A quick update from our Director of Evidence and Data, Robert Sobyra following the Building Forecasting Conference….
Last week’s instalment in BIS Shrapnel’s long-running Building Forecasting Conference offered some of the sharpest thinking in our industry. Here are the insights for Queensland’s construction workforce:
The headline story was about an imminent oversupply of housing stock in Queensland, driven by keen investor interest in high-density residential over the last few years (see chart below). Work will slow down in a year or two as developers clear their backlog rather than build anew.

Talk of a collapse in engineering construction was no surprise. We know the miners have stopped building and started producing (see chart below). The drop so far is just the beginning; most of the shock to growth is yet to be felt.

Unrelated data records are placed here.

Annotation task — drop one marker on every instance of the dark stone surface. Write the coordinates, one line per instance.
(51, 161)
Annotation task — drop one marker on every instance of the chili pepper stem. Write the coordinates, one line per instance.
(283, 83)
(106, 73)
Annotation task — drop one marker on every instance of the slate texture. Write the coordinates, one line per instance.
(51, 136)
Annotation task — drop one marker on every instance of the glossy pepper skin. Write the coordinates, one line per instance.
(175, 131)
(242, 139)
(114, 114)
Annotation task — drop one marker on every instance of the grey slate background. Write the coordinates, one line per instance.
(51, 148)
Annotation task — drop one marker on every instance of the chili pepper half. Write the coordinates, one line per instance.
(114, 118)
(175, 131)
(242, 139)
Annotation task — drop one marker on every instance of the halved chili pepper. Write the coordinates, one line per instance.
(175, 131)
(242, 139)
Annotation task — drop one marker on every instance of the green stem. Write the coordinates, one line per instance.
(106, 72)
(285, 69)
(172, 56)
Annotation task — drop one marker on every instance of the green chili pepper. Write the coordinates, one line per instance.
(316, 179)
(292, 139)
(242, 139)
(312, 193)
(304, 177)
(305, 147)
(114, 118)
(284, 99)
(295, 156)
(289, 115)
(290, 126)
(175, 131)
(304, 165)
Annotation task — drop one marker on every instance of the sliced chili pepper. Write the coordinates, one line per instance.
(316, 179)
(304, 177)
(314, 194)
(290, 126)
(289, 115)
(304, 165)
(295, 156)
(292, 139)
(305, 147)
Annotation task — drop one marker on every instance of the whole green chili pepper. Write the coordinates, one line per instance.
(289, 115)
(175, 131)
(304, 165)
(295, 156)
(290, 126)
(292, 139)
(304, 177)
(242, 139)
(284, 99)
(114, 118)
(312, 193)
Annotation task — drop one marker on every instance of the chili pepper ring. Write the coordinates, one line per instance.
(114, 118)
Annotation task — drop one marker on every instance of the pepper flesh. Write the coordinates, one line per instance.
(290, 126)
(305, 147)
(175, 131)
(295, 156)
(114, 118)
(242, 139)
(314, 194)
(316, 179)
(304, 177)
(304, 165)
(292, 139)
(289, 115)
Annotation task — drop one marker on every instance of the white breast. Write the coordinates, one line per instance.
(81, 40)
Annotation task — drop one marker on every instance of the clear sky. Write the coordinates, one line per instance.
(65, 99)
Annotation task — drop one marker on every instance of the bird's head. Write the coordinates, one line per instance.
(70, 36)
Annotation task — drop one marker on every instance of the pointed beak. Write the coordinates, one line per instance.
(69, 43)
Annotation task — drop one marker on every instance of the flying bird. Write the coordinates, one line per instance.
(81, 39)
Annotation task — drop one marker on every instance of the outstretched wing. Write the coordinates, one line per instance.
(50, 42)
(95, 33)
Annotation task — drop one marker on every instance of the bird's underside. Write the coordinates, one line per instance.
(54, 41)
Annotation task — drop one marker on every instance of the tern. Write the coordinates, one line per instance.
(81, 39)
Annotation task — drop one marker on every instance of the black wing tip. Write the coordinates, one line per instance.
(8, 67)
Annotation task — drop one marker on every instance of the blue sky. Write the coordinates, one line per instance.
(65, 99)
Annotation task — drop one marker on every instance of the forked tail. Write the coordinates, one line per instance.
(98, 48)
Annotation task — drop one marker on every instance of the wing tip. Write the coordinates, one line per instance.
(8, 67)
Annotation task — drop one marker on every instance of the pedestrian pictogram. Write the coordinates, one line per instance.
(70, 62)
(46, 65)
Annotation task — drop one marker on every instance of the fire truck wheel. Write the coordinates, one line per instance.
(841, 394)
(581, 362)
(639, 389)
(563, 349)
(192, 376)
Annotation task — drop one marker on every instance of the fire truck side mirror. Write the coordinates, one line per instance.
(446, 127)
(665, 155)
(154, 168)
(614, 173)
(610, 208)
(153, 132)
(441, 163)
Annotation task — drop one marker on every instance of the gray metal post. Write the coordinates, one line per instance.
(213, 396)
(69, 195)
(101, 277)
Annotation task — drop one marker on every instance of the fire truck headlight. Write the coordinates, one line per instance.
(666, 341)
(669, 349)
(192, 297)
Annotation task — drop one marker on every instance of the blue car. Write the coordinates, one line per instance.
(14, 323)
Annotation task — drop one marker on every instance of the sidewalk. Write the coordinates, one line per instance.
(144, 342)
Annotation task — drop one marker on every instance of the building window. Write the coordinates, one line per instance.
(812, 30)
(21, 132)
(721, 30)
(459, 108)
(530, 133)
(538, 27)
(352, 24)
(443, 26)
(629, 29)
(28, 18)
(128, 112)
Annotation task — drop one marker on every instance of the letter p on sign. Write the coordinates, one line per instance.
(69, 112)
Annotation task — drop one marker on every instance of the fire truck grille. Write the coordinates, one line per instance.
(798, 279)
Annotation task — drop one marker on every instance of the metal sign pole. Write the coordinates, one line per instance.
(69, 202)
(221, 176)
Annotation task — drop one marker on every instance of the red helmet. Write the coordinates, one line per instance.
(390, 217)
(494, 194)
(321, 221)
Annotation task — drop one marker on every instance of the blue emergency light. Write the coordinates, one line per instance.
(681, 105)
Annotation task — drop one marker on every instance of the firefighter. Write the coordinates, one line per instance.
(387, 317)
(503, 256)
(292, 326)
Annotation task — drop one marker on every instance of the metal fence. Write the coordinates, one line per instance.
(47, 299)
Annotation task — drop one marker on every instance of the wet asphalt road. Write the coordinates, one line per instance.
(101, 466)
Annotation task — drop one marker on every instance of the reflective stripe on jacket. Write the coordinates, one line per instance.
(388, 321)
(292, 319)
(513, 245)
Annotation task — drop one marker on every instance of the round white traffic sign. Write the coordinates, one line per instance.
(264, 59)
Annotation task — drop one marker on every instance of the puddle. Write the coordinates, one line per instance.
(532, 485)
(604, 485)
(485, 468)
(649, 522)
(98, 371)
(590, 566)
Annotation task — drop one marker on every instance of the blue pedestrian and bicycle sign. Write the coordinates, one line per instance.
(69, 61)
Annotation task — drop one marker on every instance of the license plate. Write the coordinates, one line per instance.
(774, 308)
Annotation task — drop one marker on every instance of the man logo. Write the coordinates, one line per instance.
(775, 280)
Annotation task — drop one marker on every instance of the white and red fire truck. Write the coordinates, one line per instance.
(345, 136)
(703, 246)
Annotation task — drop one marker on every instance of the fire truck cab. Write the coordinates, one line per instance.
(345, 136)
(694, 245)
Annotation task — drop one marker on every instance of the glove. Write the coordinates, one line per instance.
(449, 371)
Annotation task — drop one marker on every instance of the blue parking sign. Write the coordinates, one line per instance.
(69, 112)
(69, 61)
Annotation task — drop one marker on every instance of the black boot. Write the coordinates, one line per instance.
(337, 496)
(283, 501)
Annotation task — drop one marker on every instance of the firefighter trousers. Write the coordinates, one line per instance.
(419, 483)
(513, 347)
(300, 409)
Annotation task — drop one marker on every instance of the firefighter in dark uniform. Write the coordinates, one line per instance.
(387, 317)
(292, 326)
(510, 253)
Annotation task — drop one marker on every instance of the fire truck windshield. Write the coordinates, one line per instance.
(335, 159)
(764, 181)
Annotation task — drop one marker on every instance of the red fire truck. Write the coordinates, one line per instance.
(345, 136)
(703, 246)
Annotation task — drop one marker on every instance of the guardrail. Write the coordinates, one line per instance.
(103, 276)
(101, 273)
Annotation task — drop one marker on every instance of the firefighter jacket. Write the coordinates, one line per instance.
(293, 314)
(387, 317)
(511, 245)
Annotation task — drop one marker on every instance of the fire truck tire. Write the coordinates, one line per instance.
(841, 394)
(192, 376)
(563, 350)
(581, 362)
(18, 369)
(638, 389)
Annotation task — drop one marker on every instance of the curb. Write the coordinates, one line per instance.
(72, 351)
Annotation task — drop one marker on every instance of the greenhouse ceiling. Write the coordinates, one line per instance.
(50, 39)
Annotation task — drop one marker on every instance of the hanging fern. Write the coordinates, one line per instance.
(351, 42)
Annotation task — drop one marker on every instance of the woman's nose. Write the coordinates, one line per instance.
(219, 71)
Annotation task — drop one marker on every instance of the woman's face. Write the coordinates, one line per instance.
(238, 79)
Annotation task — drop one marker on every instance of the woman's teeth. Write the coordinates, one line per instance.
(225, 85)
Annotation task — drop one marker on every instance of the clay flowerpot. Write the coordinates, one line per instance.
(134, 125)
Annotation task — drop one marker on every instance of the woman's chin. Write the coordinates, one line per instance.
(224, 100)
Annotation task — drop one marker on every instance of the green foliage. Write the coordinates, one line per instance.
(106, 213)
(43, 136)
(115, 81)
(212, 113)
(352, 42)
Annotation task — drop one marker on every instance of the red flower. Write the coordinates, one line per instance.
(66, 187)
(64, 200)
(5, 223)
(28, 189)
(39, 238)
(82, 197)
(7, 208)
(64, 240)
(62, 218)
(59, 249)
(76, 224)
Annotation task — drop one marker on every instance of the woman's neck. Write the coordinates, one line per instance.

It was encouraging to hear talk of a softer landing from the mining wind-down than might have been expected. NIEIR took the same view in its latest forecast, which foresees a floor on engineering construction in Queensland.
More positively, the healthy decline of the Aussie dollar will underwrite a strong recovery for industries that did it tough during the mining boom; especially tourism and education. Terrific short-to-medium term prospects for trade-exposed industries.
There is talk that construction workers in Queensland’s tourist hotspots will be well rewarded over the next decade. Our decaying tourism infrastructure is in desperate need of a touch-up, and demand, especially from China, is exploding (see chart below). Profits will soon follow, and then the work will begin.

Thanks to BIS Shrapnel for another great series of conferences. We highly recommend these half-day briefings for anyone involved in short-to-medium term strategic planning.